Columnar data.frame: all-None Option columns

This page covers a column of Option<T> values in a columnar/ DataFrameRow context. For what a bare scalar Option<T> / Result<T, E> return becomes in R (NA vs NULL vs a raised error, by return-type category), see the absence-contract table in CONVERSION_MATRIX.md.

🔗The old failure

vec_to_dataframe discovers column types by probing runtime values. When every row has None for an Option<T> field the probe never sees a Some, the column stays ColumnBuffer::Generic, and R received list(NULL, NULL, …) instead of an atomic vector with NA. Tibble and dplyr treat list(NULL, …) as a list-column — it cannot be compared to scalars, does not coerce cleanly, and appears as <list> rather than <lgl>/<int>/<dbl>/<chr> in str().

🔗The new behaviour

At assembly time, if a ColumnBuffer::Generic column has every entry as None, the column is emitted as an LGLSXP of length nrow filled with NA_logical_ rather than a VECSXP of NULL elements. This is the assembly-time downgrade. No user hint, schema annotation, or derive macro is involved.

The discriminator is in the buffer: Vec<Option<SEXP>> where push_na (pad for missing rows) stores None, and push_value(&None::<T>) serializes through RSerializer::serialize_none → returns SEXP::nil() → stores Some(SEXP::nil()). Both represent “no value” in the generic-list context. The downgrade checks v.iter().all(|e| e.is_none() || e.map_or(false, |s| s.is_nil())) — all entries are either missing or NULL. Only this condition fires the downgrade.

🔗The R coercion guarantee

R’s coercion rules make logical NA invisible downstream:

c(NA, 1L)      # integer NA + integer → integer vector
c(NA, "x")     # logical NA + character → character vector
c(NA, 3.14)    # logical NA + double → double vector

dplyr::bind_rows(), tibble::as_tibble(), mutate(), and coalesce() all coerce on contact. An all-NA logical column is indistinguishable from an all-NA typed column for everything users do downstream.

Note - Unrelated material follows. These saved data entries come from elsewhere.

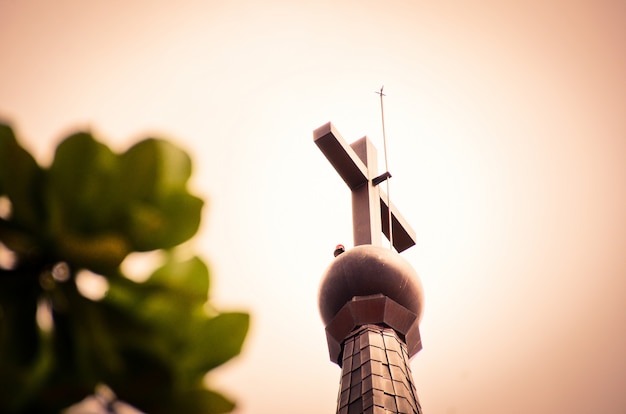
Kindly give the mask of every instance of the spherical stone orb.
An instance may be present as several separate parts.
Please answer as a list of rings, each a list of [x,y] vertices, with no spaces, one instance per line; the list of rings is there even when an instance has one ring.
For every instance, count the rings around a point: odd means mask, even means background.
[[[424,291],[409,262],[390,249],[361,245],[338,255],[326,269],[319,289],[324,325],[354,296],[383,294],[421,319]]]

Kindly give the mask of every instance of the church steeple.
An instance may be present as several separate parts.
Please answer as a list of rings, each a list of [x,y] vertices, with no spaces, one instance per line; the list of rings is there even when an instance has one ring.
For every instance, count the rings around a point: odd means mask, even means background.
[[[367,138],[348,146],[328,123],[314,140],[352,191],[355,247],[335,251],[319,291],[330,359],[342,369],[337,414],[421,414],[409,358],[422,348],[423,290],[411,265],[380,246],[381,232],[389,237],[385,216],[398,252],[415,233],[381,195],[377,184],[390,174],[376,176]]]

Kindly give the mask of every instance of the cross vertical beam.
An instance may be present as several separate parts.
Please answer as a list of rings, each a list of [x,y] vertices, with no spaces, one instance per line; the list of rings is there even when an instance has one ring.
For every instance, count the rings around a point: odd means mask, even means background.
[[[370,173],[376,172],[378,157],[372,141],[363,137],[350,147],[367,168],[367,181],[352,190],[352,229],[354,245],[382,245],[380,237],[382,223],[380,216],[380,193],[372,183]]]
[[[389,239],[389,209],[393,247],[402,252],[415,245],[415,231],[373,183],[377,153],[372,142],[363,137],[348,145],[330,122],[313,132],[313,140],[352,192],[354,245],[380,246],[381,233]]]

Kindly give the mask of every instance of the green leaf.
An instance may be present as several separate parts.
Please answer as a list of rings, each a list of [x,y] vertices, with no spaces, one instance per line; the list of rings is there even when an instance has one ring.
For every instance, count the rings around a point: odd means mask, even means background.
[[[189,372],[206,373],[241,352],[250,326],[246,313],[222,313],[196,325],[181,366]]]
[[[188,193],[171,193],[152,204],[130,207],[128,233],[137,251],[174,247],[200,226],[203,201]]]
[[[127,230],[138,251],[170,248],[196,233],[204,203],[187,192],[186,152],[151,138],[122,154],[120,166],[120,197],[130,205]]]
[[[146,285],[162,286],[176,291],[186,302],[204,304],[208,299],[209,268],[197,256],[183,262],[169,261],[152,273]]]
[[[191,159],[172,143],[150,138],[122,154],[120,168],[125,177],[121,191],[128,198],[154,200],[185,189]]]
[[[224,395],[207,389],[181,393],[176,399],[177,411],[187,414],[221,414],[231,412],[235,403]]]
[[[59,144],[49,169],[50,195],[60,201],[67,225],[83,233],[99,231],[119,218],[117,167],[115,154],[90,134],[74,134]]]
[[[170,321],[172,328],[177,329],[185,328],[185,321],[194,314],[207,318],[203,306],[208,289],[209,270],[200,258],[193,257],[183,262],[168,261],[144,283],[110,279],[104,302],[124,309],[150,325]]]
[[[120,196],[124,200],[154,199],[159,176],[159,160],[152,140],[138,142],[120,155]]]
[[[41,220],[42,170],[15,138],[8,125],[0,124],[0,195],[12,204],[11,219],[30,230]]]
[[[125,314],[126,319],[143,326],[149,336],[137,337],[128,330],[124,335],[127,344],[139,344],[159,355],[179,372],[180,354],[187,353],[190,338],[208,319],[204,313],[207,300],[208,269],[199,258],[184,262],[171,261],[157,269],[144,283],[124,279],[111,279],[109,291],[103,300],[107,306]],[[187,386],[197,379],[182,375],[177,384]]]
[[[117,196],[117,156],[88,133],[59,144],[48,170],[47,205],[52,239],[92,236],[121,227],[124,207]]]

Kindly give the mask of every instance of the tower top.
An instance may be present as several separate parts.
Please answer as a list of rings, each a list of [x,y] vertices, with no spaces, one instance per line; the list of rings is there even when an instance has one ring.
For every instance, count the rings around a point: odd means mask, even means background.
[[[313,137],[352,192],[355,247],[335,248],[319,290],[328,352],[341,367],[337,414],[421,414],[409,358],[422,349],[422,285],[380,236],[401,252],[415,244],[415,232],[379,190],[391,174],[376,175],[367,138],[348,145],[330,123]]]
[[[365,324],[393,328],[413,356],[422,348],[422,285],[408,262],[381,245],[381,233],[397,252],[415,244],[415,232],[378,188],[391,174],[376,175],[376,148],[367,137],[348,145],[329,122],[313,132],[313,139],[352,193],[355,247],[335,249],[319,291],[331,360],[340,364],[344,339]]]

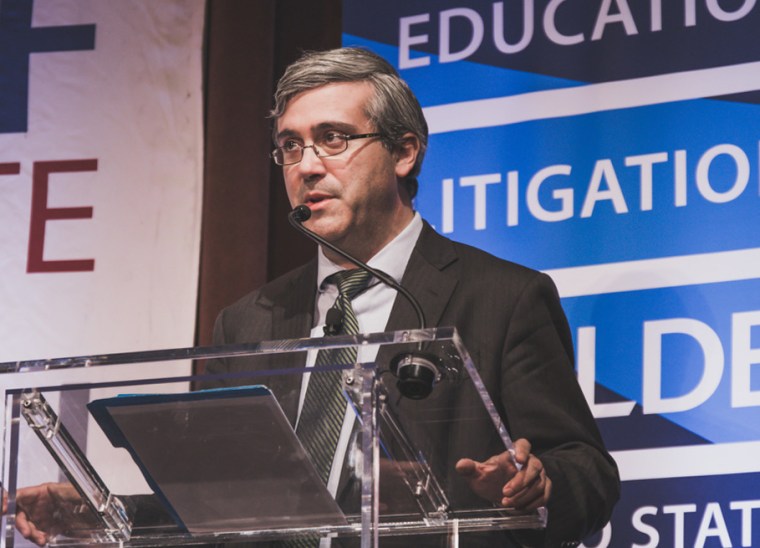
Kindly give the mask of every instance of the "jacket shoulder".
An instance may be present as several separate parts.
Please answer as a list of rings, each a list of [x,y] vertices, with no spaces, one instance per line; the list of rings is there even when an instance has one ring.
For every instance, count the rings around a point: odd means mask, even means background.
[[[217,344],[267,340],[274,336],[273,313],[308,311],[315,294],[316,259],[267,282],[222,309],[214,326]]]
[[[222,312],[233,313],[237,310],[249,310],[252,306],[271,307],[273,304],[280,301],[282,295],[287,294],[287,292],[290,291],[293,284],[307,278],[312,270],[316,272],[313,263],[315,263],[315,261],[310,261],[309,263],[301,265],[298,268],[265,283],[258,289],[254,289],[250,293],[240,297],[237,301],[226,306]]]
[[[509,279],[512,283],[529,283],[545,275],[533,268],[502,259],[487,251],[456,242],[427,225],[418,246],[419,252],[440,270],[453,269],[461,276],[483,283]]]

🔗When this is not what you want

In the rare case where you need a specific typed NA column (for example, R metadata systems that inspect the column type before any values arrive), use with_column to inject a typed NA vector explicitly after assembly:

use miniextendr_api::IntoR;

let na_integer = vec![Option::<i32>::None; nrow].into_sexp(); // INTSXP of NA_integer_
df.with_column("stored_size", na_integer)

This pattern is already described in the issue body for stored_size: Option<u64>.